The true cost of employing a nanny

Of the 30,000 nannies employed in the UK, a fifth are paid cash in hand. But now the taxman is determined to recoup all the missing tax and National Insurance. Merryn Somerset Webb investigates the real cost of childcare.

The UK is in big trouble. How much trouble? About ten percentage points of GDP worth. That's the difference between our tax take as a percentage of GDP and the amount our government spends (around 36% versus around 46% respectively). The authorities are doing their best to deal with this seemingly intractable problem with a minor programme of spending cuts and a very major programme of financial repression (keeping interest rates way lower than inflation). But while they wait for all this to work (it could take a decade), it clearly makes sense for them to try and push up the tax take in any small way possible.

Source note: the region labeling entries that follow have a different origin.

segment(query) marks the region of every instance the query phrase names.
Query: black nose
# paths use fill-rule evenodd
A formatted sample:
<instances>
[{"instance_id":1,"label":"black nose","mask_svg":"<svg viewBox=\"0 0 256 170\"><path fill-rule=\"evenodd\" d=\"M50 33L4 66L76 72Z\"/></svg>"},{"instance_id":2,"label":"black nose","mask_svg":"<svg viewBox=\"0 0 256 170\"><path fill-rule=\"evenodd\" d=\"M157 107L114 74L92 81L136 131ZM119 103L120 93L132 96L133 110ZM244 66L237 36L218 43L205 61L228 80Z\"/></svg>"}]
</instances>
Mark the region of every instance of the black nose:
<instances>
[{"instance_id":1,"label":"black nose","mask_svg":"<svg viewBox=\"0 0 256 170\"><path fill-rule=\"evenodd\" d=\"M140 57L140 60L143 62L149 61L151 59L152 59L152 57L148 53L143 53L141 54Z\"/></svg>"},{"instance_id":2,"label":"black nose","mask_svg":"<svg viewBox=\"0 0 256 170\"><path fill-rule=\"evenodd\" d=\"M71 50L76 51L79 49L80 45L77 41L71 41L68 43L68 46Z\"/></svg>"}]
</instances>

That's why we have seen a rolling campaign against loopholes of all sorts (epitomised by the £50,000 cap on tax reliefs announced in the budget, a measure that appears to take out the investment bonds industry and the charity sector with one blow) and another against tax evaders of all kinds. First it was plumbers, then it was dentists and doctors. Now it is nannies. According to the government, there are 30,000 nannies working in the UK, one-fifth of whom are not paying or having paid for them all the taxes that are due. You can see why. Hire a nanny in London for £500 a week and you might think your total cost of childcare comes to £26,000 annually. But you would be very wrong. Add income tax (£104.93), employee's national insurance (£63.65) and employer's national insurance (£73.79) and it comes to £38,583. Which is why so many otherwise law-abiding parents take a deep breath and pay the people looking after their kids in cash.